For many Turkish women, there is a profound disconnect between female patients and male doctors in intimate spaces such as gynecology. Due to personal, patriarchal, and religious reasons, there is hesitancy in women to seek healthcare in a way they would feel exposed, specifically in front of men.  There is also a lack in proper education surrounding medical procedures like mammography, leaving women to rely on hearsay prior to experiencing it themselves, entering with a large amount of uncertainty and fear.  With limiting options as to medical providers, privacy concerns, fears of potential pain, and uncertainty, women have found a sense of distrust and uncomfortability within obstetrics and gynecology fueling an avoidance of medical care.

When women do seek care, this comes from familial support and encouragement, specifically from partners. It is common culture within Turkey for the needs of the family to be considered before the needs of the women, due to worries about financial and relational hardship influencing medical decision making.  Women fear their cancer will negatively affect the relationship they've built with their husbands, possibly causing separation and insecurity.

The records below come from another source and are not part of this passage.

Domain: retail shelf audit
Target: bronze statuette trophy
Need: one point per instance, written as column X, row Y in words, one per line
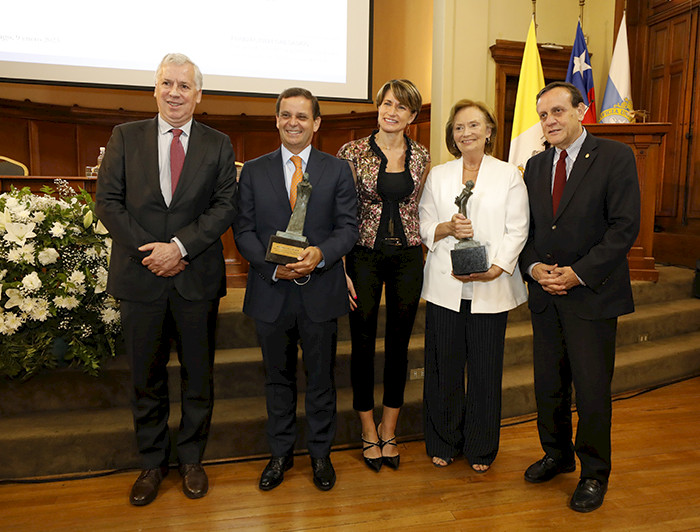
column 285, row 246
column 468, row 256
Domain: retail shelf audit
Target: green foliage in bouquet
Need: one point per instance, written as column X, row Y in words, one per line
column 54, row 310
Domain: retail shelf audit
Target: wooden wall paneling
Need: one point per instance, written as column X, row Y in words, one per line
column 670, row 102
column 331, row 141
column 14, row 140
column 61, row 141
column 693, row 168
column 57, row 146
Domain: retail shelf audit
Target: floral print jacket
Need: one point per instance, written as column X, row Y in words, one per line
column 368, row 160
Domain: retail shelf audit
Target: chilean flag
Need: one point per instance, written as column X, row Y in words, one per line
column 580, row 74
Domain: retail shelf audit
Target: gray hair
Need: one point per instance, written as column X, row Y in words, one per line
column 180, row 59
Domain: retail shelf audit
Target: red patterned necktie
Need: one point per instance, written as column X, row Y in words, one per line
column 296, row 179
column 177, row 158
column 559, row 181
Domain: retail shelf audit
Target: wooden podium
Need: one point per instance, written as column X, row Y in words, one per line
column 645, row 140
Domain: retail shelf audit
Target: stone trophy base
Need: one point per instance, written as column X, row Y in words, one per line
column 469, row 259
column 285, row 247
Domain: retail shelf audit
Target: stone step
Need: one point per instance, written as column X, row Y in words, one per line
column 240, row 373
column 235, row 329
column 47, row 443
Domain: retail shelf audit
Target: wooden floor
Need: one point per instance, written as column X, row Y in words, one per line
column 655, row 485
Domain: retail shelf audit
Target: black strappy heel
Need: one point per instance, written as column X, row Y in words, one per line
column 390, row 461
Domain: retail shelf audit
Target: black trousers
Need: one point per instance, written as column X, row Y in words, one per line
column 455, row 421
column 400, row 271
column 145, row 328
column 279, row 341
column 568, row 349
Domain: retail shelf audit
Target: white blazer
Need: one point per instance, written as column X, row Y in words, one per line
column 500, row 216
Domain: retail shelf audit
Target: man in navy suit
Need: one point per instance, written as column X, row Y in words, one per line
column 300, row 301
column 165, row 193
column 584, row 218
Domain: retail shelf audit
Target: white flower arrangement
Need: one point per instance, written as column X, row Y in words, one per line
column 54, row 309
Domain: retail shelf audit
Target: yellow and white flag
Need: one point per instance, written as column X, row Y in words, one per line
column 527, row 138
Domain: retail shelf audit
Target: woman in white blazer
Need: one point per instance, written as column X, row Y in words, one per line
column 466, row 316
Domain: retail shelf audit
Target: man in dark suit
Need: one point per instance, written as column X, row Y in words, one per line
column 302, row 300
column 584, row 218
column 165, row 193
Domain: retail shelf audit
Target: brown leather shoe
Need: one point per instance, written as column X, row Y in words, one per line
column 195, row 483
column 145, row 488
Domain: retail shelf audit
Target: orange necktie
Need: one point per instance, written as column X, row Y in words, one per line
column 296, row 179
column 177, row 158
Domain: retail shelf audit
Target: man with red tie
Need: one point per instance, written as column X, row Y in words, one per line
column 584, row 218
column 165, row 192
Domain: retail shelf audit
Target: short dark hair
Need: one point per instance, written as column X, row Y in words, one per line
column 298, row 91
column 405, row 91
column 576, row 97
column 490, row 122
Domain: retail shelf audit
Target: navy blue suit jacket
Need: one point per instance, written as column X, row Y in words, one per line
column 592, row 231
column 130, row 204
column 331, row 225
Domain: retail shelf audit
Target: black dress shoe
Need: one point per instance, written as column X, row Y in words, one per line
column 195, row 483
column 145, row 488
column 324, row 474
column 546, row 469
column 588, row 496
column 375, row 464
column 273, row 474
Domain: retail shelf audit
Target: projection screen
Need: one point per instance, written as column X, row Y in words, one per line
column 250, row 47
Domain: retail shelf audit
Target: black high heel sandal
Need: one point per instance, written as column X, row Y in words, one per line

A woman's view of herself is also a battle. When asked many women associated breast cancer with losses to feminine traits such as hair, eyebrows, and breasts, causing a masculinization effect to the women. The loss of breasts is particularly a fear due to its permanent effects and perceived loss of femininity and sexual identity.

=== Palestine ===

Israel has maintained military control over Palestinian territories like the West Bank and Gaza, leaving the communities in a war zone due to a century long conflict began in 1917.  Though efforts have been made for a two-state solution, Gaza and the people of Palestine, remain under fire, lacking access to necessary resources for survival, including medical care.

Within Palestine, breast cancer makes up 34% of cancers in females and 18.7% of cancer across the population, the most common in both categories.  For most communities, fear is a common barrier from receiving cancer care, however, within Palestine, the shortage of qualified professionals, medical centers, medication, and treatment play the biggest role in preventing aid.  In 2022, there were only seven listed oncologists, two cancer centers, twenty mammography machines, zero cancer research centers and zero professional training facilities. Limited initiatives led to a lack of public education about detection and prevention, leaving Palestinians to unreliable and generalized education from television and the internet.

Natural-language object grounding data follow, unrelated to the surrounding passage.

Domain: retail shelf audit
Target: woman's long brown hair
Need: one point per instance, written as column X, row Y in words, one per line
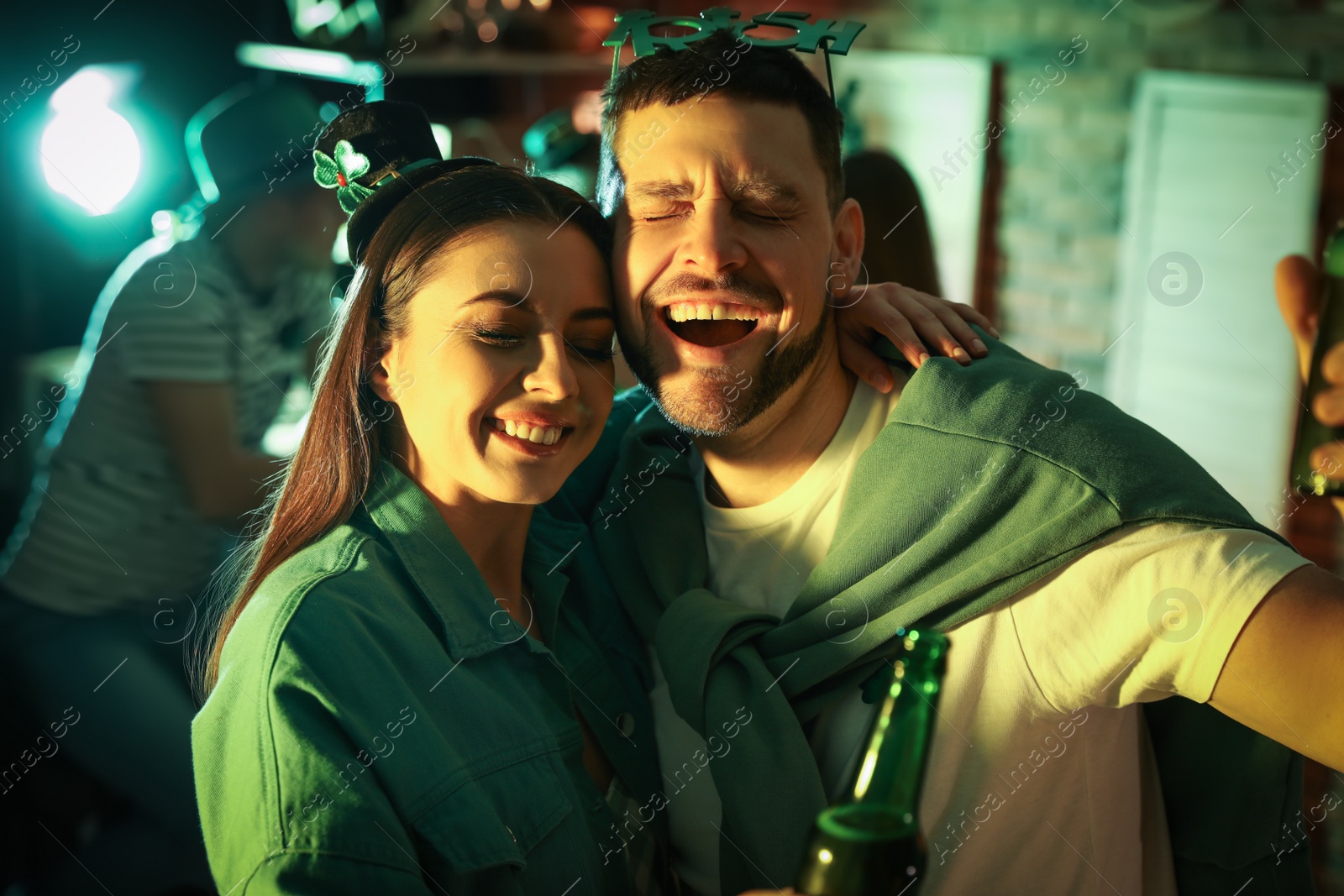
column 328, row 474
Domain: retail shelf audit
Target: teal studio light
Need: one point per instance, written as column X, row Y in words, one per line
column 91, row 152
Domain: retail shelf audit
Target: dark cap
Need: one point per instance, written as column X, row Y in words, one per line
column 250, row 139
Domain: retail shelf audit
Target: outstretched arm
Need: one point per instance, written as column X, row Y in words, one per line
column 1285, row 673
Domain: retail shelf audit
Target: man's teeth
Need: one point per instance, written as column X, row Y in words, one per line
column 528, row 432
column 712, row 312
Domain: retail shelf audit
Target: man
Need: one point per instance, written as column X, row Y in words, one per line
column 154, row 459
column 770, row 542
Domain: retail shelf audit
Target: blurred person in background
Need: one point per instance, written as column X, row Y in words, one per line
column 152, row 464
column 893, row 207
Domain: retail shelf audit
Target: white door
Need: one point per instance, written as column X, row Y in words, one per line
column 1211, row 204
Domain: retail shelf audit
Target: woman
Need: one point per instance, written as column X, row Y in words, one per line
column 425, row 683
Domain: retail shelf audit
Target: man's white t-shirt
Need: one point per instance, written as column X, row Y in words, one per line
column 1041, row 774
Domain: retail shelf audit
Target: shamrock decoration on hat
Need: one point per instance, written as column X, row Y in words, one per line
column 340, row 174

Even when treatment is achieved, it is said that there is a significant inconsistency in treatments, timing, and medications. As resources thin, Palestinians fear their own death with poorer community members receiving the least. Hospitals are overcrowded with no privacy for health-related conversations or separation from others for physical exams.  For Muslim women this is especially harmful due to cultural expectations surrounding modesty.  Early detection finds its biggest barrier as women feel uncomfortable and exposed during breast examinations even from female medical providers, even without a lack of private rooms.

Continued research and education on cancer care has no allocated budget and is restricted to an individual based responsibility such as college related education theses.  The few trained professionals are said to be trained abroad as well as early direction initiatives being funded internationally.

Policy makers and doctors are aware of the situation around cancer care and have reflected on gaps of education and access.  They are working diligently as they continue to seek international aid and to recruit additional specialists to address the urgent needs of their people.